Gus led them to a small golf cart. He climbed into the driver’s seat. “Hop in!” he said.

Gus turned a key, and the golf cart lurched forward. It putt-putted along a gravel road lined by trees. Most of the leaves had turned red and gold.

Parked between two small cabins was a white van with the words WHITE’S LAUNDRY SERVICE on the side. Not far away was another guard hut. KC had read that Camp David security was especially
tight when the president was visiting.

After a few minutes, Gus pulled the golf cart up in front of a large building. It had two floors, a lot of windows, and a tall chimney. A sign near the front door said ASPEN.

“Here we are, sir,” Gus said. He looked at the sky. “Storm coming, I’ll bet.”

“I think you’re right,” the president said. “But we’ll be cozy and dry inside Aspen.”

After KC, Marshall, and the president hopped out, Gus left with a wave.

The door to Aspen opened. A woman in a black dress and white apron stepped out. She had dark hair and a round face. “Welcome, Mr. President,” she said. “I’m Anna. Florence is sick, so I’m filling in for her. She had to stay home.”

The president shook hands with Anna. “I hope it isn’t serious,” he said.

“Just a bad cold,” Anna told them. “Please, come in. I already lit a fire and made a snack.”

“Thank you, Anna.” The president led the way to the large living room. On one wall, a fire crackled in a stone fireplace. Filled bookcases and display cases ran along the other walls. KC counted three sofas and at least ten big chairs.

“This place is awesome!” Marshall said.

KC walked over to a long window. “Hey, Marsh, there’s the pool I saw from the helicopter,” she said. “Too bad it’s too cold for swimming.”

KC thought the pool looked spooky with fog over the water. Then she noticed a tiny cabin not far from the pool.

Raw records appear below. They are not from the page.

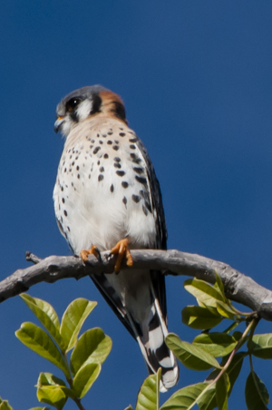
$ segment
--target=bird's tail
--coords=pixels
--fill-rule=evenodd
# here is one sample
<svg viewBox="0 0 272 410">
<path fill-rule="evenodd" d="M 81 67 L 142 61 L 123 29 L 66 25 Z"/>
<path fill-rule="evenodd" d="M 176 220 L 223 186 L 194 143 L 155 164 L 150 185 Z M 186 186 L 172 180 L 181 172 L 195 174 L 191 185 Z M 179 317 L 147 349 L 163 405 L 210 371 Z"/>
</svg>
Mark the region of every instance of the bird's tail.
<svg viewBox="0 0 272 410">
<path fill-rule="evenodd" d="M 179 366 L 173 353 L 167 347 L 167 326 L 158 299 L 155 298 L 149 317 L 141 324 L 131 324 L 148 370 L 151 374 L 161 368 L 160 392 L 166 392 L 179 381 Z"/>
</svg>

It
resembled the cottages she’d seen in fairytale books when she was little.

KC grabbed the president’s hand. She pulled him over to the window. “Can Marshall and I sleep in that little cabin?” she asked. “It’s so cute!”

“Sure, I guess so,” the president said. He looked at Anna. “Can you get someone to make up the beds?”

“Sir, there’s only the one bed and the sofa,” Anna said. “I’m afraid it’s a bit dirty, too. No one uses Witch Hazel.”

“The cabin is called
Witch Hazel?”
Marshall squawked. He peeked out the window. “It looks like a witch lives in it!”

The president laughed. “Witch hazel is the name of a tree,” he explained. “Come on. While Anna gets Witch Hazel ready, I’ll show you around Aspen.”